一方で獣のような勢いで駆け寄ってくる蕭炎も、槍影の外側に瞬時に姿を現した。

「喝!」

深黄色の槍影が空中で動きを止めた。

槍先から異様な寒光が放たれ、その光は黄斗気によって強化されたものだった。

白程は眼前に迫る蕭炎を見据え、冷たい叫び声を発した。

その叫びと共に密集していた深黄色の槍影は突然爆発的に飛び出し、戦場から鋭い破風音が響き始めた。
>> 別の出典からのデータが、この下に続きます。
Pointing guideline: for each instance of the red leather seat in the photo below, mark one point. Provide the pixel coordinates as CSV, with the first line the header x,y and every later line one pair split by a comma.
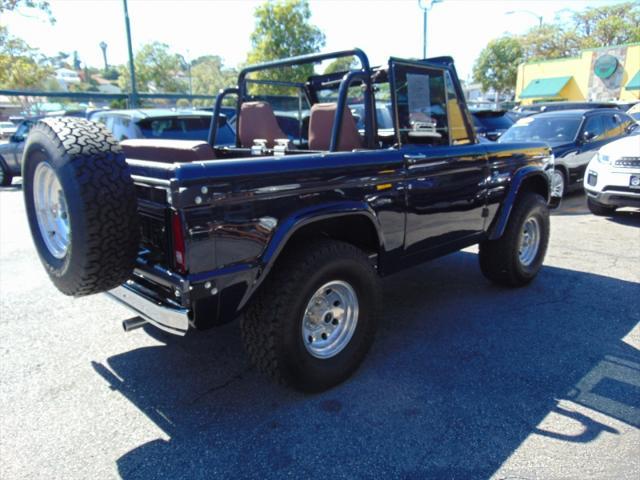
x,y
321,124
257,120
167,151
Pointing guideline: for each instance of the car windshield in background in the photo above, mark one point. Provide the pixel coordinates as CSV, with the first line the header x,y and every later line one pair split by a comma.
x,y
178,128
554,130
492,121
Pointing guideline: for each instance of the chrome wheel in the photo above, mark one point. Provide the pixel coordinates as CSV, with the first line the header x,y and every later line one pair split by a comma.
x,y
557,184
51,210
330,319
529,241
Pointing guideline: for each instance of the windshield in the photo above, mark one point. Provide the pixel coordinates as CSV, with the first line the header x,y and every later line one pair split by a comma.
x,y
554,130
492,122
178,128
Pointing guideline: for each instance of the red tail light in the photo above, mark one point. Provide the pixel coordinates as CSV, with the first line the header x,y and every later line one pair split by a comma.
x,y
177,235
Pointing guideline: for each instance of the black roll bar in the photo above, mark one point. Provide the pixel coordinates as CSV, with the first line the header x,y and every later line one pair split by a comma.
x,y
213,127
369,125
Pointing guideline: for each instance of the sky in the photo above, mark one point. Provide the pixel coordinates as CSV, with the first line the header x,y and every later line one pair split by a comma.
x,y
382,28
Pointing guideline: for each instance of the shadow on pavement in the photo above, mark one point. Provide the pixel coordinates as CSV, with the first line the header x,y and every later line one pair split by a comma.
x,y
461,374
573,203
576,204
14,187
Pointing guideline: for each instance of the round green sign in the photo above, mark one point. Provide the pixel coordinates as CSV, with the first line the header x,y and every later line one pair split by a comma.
x,y
605,66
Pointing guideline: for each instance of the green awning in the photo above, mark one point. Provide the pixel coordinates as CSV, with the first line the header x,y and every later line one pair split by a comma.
x,y
634,83
545,87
槍影の数は多く、これだけ多くの残像を同時に形成できるのは白程の実力の強さを物語る。

『強榜』に載る実力者としてその名は虚偽ではない。

普通の斗霊ならこの鋭い攻撃に対し手忙しい状況になるだろうが、蕭炎の戦闘経験は白程と遜色なく、天火三玄変の影響で正面対決可能な実力を備えていた。

そのため槍影がちらつく中、厳然たる風圧の中でも退く気配は一切ない。

彼は重厚な玄重尺を高く掲げ、極めて素直な構えで鋭く斬りつけた。

「破!」

その一撃の軌跡は平凡そのものだった。

華麗さや奇技は一切なく、山を裂くような無匹の気勢が込められていた。

尺身が空気を切り裂き、残る黒い痕あとには強烈な風圧が生じた。

その圧力で地面すらわずかに割れ目を作り出すほどの一撃だった。

この凄まじさを見て観客席からは小さく動揺の声が漏れた。

ここまで激しい戦いはなかなか見られないものだ。

「ジーン、ジーン……」

重尺の下で槍影が次々と消えていく。

その際槍影から金鉄相打つような清澄な音色が連続して響き、槍影が急速に散り散りになる中、唯一残るものは激しい衝突が生んだ波紋だけだった。

大量の槍影が消失し、最後の一撃となった実体化した槍は一瞬で空間を切り裂き、蕭炎の胸元へ鋭く突き込まれようとした。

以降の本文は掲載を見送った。